Артикул Google Scholar
Загрузить ссылки
Благодарности
Мы хотели бы поблагодарить пациентку и ее семью за согласие опубликовать этот клинический случай.
Финансирование
Не применимо.
Информация об авторе
Авторы и организации
Пекинская больница акушерства и гинекологии, Столичный медицинский университет, 100026, Пекин, КНР
Chengyan Zhang, Xiaoxin Wang, Haili Jiang, Lei Hou & Liying Zou
Авторы
- Chengyan Zhang
Просмотр публикаций автора
Вы также можете искать этого автора в PubMed Google Scholar
- Xiaoxin Wang
Просмотр публикаций автора
Вы также можете искать этого автора в PubMed Google Scholar
- Haili Jiang
Посмотреть публикации автора
Вы также можете искать этого автора в PubMed Google Scholar
- Lei Hou
Просмотр публикаций автора
Вы также можете искать этого автора в PubMed Google Scholar
- Liying Zou
Просмотр публикаций автора
Вы также можете искать этого автора в PubMed Google Scholar
Вклады
CZ, XW, HJ, LH, LZ внесли свой вклад в концепцию рукописи. ЛЗ способствовала дородовому уходу за пациенткой. CZ, XW, HJ, LH, LZ участвовали в операции. CZ, LZ внесли свой вклад в написание рукописи. CZ, LH, LZ помогли провести анализ с помощью конструктивных обсуждений. Все авторы вели больного и принимали участие в операции. Все авторы прочитали и одобрили окончательный вариант рукописи.
Автор, ответственный за переписку
Переписка с Лиин Цзоу.
Декларации этики
Одобрение этики и согласие на участиеЭтот клинический случай был одобрен Комитетом по этике человека Пекинской больницы акушерства и гинекологии Столичного медицинского университета (номер утверждения 2019-KY-014-02).

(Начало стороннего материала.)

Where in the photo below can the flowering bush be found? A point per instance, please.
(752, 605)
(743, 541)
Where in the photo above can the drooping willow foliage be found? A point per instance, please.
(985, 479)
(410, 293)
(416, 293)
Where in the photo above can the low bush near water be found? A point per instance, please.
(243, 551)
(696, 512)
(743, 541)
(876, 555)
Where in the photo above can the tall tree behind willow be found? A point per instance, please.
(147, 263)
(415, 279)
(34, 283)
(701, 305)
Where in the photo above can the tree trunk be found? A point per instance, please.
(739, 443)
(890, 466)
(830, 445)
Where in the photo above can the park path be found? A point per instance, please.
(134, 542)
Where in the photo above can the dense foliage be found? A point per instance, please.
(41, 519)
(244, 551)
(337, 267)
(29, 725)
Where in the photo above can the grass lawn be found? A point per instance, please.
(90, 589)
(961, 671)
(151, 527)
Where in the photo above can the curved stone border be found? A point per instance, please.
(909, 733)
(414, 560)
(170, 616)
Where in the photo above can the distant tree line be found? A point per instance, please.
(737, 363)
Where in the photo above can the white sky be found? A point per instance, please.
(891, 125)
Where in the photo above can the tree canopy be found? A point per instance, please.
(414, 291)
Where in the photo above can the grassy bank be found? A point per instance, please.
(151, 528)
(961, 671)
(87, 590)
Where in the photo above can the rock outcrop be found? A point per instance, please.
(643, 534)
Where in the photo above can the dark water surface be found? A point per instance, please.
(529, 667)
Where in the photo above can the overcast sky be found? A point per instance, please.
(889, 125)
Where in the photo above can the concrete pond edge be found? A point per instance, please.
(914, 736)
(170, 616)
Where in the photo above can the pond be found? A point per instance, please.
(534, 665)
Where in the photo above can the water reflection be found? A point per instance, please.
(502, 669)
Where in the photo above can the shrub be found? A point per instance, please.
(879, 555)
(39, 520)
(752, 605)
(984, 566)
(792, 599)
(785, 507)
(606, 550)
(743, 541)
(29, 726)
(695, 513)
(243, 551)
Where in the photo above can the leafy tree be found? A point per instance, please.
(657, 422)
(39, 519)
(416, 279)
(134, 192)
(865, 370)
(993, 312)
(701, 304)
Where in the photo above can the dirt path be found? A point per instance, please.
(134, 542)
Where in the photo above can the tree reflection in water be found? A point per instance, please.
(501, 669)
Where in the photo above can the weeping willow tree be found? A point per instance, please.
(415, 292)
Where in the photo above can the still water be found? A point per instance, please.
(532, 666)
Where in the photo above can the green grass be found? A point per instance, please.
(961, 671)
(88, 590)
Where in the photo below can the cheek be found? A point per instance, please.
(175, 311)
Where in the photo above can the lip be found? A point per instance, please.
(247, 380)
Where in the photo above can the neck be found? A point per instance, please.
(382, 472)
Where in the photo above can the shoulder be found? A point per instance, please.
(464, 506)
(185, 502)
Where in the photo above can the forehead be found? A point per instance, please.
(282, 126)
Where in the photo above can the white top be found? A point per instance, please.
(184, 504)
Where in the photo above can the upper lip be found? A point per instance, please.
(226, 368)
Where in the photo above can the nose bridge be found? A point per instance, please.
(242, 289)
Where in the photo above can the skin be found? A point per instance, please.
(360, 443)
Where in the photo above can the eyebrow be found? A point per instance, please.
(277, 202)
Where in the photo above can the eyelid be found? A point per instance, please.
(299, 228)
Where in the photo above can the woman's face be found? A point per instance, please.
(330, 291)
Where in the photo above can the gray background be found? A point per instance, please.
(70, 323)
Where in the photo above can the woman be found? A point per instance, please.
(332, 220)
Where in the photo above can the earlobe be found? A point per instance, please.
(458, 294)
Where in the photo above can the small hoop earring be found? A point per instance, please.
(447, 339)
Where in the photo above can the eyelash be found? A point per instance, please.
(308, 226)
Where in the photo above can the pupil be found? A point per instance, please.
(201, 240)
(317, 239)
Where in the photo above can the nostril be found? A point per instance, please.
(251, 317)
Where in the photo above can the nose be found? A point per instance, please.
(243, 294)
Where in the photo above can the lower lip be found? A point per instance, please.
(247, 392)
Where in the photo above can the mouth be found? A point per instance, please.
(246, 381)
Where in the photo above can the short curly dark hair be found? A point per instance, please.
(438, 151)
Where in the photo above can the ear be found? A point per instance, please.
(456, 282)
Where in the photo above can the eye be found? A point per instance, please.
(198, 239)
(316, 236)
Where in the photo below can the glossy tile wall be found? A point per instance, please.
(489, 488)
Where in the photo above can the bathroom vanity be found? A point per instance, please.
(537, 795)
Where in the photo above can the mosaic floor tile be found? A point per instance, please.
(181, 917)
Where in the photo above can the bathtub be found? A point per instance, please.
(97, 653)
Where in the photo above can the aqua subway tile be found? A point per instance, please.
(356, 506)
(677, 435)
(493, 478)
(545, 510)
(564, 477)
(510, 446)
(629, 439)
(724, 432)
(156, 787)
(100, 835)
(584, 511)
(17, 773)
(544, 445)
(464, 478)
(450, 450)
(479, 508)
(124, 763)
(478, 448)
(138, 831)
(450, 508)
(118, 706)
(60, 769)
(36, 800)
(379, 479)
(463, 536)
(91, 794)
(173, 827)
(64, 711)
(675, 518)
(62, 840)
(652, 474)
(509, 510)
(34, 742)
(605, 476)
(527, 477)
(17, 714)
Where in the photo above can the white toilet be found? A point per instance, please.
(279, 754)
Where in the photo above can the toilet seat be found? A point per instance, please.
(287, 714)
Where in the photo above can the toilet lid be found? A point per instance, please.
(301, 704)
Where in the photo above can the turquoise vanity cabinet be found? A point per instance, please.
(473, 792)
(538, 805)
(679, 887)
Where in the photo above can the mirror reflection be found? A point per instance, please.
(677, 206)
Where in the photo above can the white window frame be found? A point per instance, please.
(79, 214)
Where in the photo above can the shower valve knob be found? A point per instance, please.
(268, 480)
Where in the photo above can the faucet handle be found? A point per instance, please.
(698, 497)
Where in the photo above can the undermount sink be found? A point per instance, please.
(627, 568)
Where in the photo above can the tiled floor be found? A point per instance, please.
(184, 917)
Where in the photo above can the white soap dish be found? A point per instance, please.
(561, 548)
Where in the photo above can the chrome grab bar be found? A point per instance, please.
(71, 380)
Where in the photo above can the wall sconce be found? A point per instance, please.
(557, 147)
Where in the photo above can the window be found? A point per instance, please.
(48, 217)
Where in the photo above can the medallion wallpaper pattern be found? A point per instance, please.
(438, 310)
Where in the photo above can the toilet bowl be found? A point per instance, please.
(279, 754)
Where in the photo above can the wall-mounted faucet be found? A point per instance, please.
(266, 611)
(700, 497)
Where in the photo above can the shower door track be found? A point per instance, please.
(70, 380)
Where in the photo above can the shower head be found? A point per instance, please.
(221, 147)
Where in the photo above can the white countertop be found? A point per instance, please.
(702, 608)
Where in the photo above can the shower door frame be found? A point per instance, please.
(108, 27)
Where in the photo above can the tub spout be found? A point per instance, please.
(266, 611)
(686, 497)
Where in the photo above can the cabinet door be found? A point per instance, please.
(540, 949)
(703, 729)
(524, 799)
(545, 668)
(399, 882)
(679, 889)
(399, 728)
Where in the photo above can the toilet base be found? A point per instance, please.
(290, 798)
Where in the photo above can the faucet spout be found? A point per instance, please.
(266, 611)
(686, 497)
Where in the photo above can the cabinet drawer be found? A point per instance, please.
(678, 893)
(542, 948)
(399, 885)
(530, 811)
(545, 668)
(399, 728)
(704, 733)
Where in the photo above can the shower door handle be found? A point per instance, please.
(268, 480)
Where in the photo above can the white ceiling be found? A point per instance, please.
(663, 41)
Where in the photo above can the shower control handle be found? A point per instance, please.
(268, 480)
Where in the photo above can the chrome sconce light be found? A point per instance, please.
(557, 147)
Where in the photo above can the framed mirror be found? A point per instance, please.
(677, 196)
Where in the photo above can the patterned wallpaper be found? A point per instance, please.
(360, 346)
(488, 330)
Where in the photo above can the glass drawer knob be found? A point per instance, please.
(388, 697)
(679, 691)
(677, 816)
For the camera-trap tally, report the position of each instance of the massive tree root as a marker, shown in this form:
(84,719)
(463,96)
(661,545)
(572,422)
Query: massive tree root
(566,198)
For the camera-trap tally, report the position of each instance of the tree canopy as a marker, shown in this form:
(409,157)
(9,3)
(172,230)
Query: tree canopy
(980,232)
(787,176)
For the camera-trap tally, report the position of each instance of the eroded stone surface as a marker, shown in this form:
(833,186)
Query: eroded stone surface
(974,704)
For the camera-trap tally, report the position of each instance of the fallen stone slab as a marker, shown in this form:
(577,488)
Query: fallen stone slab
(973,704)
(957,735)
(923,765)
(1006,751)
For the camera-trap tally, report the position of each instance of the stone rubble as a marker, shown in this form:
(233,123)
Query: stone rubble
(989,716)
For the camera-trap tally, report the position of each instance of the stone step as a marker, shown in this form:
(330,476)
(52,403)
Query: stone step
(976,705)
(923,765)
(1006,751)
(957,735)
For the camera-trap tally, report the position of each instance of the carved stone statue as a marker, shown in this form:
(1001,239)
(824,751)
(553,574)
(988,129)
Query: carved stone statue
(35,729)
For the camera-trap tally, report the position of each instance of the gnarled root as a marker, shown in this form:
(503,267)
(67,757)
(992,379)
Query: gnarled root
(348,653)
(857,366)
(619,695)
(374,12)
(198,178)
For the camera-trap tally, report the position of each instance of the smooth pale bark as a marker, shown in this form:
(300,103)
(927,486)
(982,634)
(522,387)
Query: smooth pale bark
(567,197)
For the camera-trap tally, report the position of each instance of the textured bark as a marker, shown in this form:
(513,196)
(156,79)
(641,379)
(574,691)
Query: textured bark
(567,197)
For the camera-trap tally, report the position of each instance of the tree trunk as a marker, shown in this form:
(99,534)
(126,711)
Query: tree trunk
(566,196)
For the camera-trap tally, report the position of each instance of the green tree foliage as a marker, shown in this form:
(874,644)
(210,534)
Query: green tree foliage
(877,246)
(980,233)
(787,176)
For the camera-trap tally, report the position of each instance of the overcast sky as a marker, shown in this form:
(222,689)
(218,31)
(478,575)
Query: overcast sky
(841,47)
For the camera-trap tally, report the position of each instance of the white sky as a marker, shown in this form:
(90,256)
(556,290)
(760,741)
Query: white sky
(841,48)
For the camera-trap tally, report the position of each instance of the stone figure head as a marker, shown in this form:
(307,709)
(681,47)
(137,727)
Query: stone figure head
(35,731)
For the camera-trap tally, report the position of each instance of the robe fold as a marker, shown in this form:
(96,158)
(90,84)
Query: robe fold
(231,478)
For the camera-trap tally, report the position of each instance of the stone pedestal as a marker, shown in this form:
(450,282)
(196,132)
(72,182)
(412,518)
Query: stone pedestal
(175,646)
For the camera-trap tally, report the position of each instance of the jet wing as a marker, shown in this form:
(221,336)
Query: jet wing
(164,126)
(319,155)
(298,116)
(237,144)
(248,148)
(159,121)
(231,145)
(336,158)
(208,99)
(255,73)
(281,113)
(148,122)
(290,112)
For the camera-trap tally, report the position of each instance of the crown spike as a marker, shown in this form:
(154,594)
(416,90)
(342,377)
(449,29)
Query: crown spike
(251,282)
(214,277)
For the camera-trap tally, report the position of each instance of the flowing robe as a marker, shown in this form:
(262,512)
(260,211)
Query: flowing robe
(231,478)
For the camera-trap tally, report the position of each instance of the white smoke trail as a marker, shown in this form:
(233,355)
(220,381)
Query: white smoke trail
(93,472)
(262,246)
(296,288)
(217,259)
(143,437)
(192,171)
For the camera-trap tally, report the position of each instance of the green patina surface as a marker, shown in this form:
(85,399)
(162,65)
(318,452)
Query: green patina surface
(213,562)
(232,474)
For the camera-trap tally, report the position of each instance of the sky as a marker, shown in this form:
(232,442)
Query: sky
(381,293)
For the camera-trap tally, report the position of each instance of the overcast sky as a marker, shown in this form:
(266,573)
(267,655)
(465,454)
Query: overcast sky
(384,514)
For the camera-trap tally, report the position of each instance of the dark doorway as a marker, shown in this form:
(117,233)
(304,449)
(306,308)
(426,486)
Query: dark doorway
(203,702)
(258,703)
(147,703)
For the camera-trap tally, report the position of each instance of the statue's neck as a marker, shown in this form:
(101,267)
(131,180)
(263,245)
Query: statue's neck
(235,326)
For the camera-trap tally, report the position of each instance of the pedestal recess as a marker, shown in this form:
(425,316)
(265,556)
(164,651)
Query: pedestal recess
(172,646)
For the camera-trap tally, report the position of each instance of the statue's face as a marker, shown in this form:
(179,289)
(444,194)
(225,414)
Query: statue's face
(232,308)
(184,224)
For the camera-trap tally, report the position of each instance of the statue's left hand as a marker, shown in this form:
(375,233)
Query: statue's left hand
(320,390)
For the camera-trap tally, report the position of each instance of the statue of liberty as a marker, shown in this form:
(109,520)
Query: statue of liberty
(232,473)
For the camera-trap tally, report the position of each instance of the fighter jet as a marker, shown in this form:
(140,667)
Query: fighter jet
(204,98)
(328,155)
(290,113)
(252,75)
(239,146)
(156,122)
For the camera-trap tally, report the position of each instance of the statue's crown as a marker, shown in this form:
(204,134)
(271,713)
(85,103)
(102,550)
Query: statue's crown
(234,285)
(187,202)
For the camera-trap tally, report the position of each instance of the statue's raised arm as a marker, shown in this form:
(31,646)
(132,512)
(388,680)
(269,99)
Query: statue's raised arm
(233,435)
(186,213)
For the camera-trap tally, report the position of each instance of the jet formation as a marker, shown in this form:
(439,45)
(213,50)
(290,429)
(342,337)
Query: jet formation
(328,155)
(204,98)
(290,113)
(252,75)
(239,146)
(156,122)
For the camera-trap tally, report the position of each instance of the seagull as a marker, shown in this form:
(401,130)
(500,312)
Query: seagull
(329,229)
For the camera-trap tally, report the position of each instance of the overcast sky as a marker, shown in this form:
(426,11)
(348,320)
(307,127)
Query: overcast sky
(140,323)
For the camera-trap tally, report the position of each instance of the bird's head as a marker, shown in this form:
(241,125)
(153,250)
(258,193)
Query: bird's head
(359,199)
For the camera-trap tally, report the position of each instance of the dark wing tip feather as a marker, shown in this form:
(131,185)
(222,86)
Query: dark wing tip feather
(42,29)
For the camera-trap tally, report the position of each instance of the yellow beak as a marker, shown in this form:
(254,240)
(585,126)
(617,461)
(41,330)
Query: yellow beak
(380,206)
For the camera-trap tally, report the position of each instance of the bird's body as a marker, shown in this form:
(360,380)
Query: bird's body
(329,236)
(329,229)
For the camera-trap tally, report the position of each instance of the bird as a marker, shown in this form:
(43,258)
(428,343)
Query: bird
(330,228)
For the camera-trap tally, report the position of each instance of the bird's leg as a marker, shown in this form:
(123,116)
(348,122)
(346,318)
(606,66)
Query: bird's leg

От пациента было получено письменное информированное согласие.
Согласие на публикациюОт пациента было получено письменное информированное согласие на публикацию данного клинического случая.
Конкурирующие интересыАвторы заявляют, что у них нет конкурирующих интересов.
Дополнительная информация
Примечание издателя
Springer Nature остается нейтральной в отношении юрисдикционных претензий в опубликованных картах и институциональной принадлежности.
Права и разрешения
Открытый доступ Эта статья находится под лицензией Creative Commons Attribution 4.0 International License, которая разрешает использование, совместное использование, адаптацию, распространение и воспроизведение на любом носителе или в любом формате при условии, что вы укажете авторство оригинальный автор(ы) и источник, предоставьте ссылку на лицензию Creative Commons и укажите, были ли внесены изменения. Изображения или другие сторонние материалы в этой статье включены в лицензию Creative Commons на статью, если иное не указано в кредитной строке материала. Если материал не включен в лицензию Creative Commons статьи, а ваше предполагаемое использование не разрешено законом или выходит за рамки разрешенного использования, вам необходимо получить разрешение непосредственно от правообладателя.